1 para, X = 4;; ; 2 para position, X = 6;; ; 3 para position, X = 6;; ; 4 counterpoint, X = 4. (There are only eight cases in total, that is, x = 4: 4; X = 6: 4 species)

(4). All wrong, completely mixed. Maximum case of x, 1.4 exchange, 2.3 exchange, X = 8. (There are only 9 kinds of * * *, which are X = 4: 1 species 21.43; X = 6: 4 kinds of 2 4 1 3 or 2 3 4 1 or 3 1 4 2 or 465 438+0 23; X = 8: 4 kinds of 3 4 1 2 or 3 4 2 1 or 4 3 1 2 or 4 3 2 1)
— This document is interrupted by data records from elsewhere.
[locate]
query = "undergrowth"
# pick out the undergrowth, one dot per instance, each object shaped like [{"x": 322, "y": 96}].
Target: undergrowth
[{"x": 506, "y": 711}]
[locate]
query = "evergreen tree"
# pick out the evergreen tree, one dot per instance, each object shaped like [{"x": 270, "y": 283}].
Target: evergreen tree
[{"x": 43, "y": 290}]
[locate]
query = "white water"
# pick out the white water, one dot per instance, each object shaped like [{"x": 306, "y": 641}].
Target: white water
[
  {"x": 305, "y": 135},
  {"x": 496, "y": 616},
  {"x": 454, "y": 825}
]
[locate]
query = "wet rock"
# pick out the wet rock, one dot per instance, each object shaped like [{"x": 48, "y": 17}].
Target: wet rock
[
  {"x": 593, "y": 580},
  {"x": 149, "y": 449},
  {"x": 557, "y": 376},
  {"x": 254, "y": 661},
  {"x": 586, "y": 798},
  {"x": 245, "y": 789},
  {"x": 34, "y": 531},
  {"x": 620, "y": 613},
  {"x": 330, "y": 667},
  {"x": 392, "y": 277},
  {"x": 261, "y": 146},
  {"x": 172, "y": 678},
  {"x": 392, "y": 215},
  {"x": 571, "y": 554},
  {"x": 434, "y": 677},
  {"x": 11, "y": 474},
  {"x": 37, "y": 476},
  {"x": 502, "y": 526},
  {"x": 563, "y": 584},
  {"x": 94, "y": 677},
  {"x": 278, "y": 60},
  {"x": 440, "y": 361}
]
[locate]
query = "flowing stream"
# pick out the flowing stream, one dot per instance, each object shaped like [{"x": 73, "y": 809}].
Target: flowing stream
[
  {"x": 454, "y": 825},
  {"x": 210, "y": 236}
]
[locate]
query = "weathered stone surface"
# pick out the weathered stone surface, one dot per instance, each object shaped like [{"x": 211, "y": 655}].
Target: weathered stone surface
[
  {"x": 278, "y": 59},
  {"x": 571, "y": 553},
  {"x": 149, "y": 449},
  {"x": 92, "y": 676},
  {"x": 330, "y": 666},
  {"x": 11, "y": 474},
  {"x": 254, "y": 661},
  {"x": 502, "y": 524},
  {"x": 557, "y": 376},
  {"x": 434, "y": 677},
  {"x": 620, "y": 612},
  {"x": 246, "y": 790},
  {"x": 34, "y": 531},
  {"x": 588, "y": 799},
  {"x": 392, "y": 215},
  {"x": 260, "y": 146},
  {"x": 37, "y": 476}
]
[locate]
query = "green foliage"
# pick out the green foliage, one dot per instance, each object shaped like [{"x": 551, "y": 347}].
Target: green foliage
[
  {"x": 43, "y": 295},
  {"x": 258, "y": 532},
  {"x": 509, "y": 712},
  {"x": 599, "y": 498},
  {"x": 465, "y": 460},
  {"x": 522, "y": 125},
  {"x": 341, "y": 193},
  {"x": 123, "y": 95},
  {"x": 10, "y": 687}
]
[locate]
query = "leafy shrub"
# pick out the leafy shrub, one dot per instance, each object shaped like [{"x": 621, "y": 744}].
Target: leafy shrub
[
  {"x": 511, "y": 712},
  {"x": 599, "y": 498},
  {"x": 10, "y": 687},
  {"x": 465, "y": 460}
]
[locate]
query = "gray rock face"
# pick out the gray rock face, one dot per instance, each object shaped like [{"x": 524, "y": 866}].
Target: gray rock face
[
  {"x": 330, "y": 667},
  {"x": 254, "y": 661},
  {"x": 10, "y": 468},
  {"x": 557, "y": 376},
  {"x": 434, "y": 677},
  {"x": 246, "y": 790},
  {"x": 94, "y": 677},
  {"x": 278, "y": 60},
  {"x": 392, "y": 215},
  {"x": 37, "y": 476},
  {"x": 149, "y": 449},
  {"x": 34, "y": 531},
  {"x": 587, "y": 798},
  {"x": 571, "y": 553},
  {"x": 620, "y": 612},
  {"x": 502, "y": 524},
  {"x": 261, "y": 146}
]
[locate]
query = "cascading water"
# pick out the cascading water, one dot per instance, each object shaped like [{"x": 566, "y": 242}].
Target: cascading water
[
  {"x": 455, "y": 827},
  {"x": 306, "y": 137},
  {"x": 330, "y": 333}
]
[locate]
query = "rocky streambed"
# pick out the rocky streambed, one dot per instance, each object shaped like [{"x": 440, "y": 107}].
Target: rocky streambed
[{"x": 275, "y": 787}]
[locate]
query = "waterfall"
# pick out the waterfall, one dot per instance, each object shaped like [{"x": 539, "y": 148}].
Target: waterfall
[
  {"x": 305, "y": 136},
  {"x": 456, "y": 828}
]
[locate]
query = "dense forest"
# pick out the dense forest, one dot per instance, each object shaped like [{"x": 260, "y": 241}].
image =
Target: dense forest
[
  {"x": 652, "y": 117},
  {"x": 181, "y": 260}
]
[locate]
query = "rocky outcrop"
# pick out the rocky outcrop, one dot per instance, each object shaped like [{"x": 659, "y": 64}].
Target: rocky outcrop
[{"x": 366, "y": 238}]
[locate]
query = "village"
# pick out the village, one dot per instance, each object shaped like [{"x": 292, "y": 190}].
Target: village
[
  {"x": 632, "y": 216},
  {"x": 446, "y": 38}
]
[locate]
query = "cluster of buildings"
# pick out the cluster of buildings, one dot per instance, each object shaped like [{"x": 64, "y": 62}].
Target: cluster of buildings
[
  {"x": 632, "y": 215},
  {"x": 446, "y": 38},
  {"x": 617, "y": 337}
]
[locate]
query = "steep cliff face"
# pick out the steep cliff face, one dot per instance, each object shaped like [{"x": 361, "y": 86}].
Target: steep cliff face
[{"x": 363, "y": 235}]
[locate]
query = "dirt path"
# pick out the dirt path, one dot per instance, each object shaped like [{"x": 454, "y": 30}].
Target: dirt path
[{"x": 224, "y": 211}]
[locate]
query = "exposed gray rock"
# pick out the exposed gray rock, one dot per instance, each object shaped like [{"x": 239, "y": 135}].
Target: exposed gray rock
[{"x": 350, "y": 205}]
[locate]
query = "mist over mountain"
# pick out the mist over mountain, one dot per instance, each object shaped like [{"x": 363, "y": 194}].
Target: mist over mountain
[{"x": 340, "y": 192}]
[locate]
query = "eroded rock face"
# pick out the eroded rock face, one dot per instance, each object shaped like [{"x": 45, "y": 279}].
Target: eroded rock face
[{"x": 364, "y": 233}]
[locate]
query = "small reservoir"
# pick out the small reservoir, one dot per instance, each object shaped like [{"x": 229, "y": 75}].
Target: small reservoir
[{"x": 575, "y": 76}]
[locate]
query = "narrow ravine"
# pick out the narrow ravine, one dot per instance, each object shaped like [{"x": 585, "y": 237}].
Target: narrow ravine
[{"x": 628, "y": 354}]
So all the values are: {0,2,4,6,8}

2.

The whole arrangement is 24.

p(X = 0)= 1/24;

P(X=2) = 3/24 = 1/8 (only two mismatches can be used and must be connected, 1 2 or 2/3 or 3/4 are interchanged).

P(X=4) = (2 + 4 + 1) / 24 = 7 / 24

p(X = 6)=( 1+4+4)/24 = 9/24 = 3/8

P(X=8) = 4 / 24 = 1 / 6

3.

p(3 & lt; X & lt7)= P(X = 4)+P(X = 6)= 7/24+9/24 = 16/24 = 2/3

After four consecutive releases, they all appeared independently, so P = (2/3) 4 = 14/8 1.

I also suggest listing all the possibilities. There are only 24 situations. You can write them out according to the rules, such as:

1 2 3 4

1 2 4 3

1 3 2 4

1 3 4 2

1 4 2 3

1 4 3 2

Wait, write regularly, it is not easy to make mistakes, and it is easier to check the results in the end.